Systemic Therapy & Radiation for Cutaneous Malignancies
A growing subset of cutaneous malignancies exceeds the reach of surgery alone. This article reviews FDA-approved systemic therapies and radiation indications across the five major cutaneous malignancies encountered by Mohs surgeons: BCC (hedgehog pathway inhibitors, cemiplimab), CSCC (cemiplimab, pembrolizumab), MCC (avelumab, pembrolizumab), melanoma (PD-1 inhibitors, BRAF/MEK inhibitors, ipilimumab), and DFSP (imatinib).
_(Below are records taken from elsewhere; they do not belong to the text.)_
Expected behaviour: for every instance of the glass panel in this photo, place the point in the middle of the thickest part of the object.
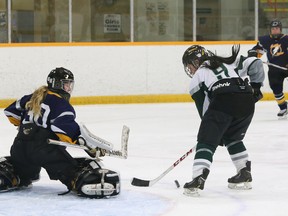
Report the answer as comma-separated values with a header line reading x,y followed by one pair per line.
x,y
110,20
161,20
40,20
3,22
225,20
272,9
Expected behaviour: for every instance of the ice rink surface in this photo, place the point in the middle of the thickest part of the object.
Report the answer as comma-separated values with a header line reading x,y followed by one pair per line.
x,y
160,134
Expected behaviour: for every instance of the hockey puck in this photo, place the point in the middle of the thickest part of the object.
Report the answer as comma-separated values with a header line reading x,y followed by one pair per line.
x,y
177,183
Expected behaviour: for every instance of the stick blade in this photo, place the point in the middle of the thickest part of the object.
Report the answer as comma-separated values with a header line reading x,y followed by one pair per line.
x,y
140,182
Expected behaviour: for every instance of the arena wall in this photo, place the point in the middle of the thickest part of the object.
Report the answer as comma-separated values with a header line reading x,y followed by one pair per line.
x,y
106,72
For each agent, mechanism of action, dosing, response rates, key adverse effects, and monitoring requirements are detailed. A dedicated section addresses radiation therapy indications including definitive, adjuvant, and salvage settings. The article also covers immune-related adverse event recognition and graded management, with particular attention to dermatologic irAEs relevant to the Mohs surgeon.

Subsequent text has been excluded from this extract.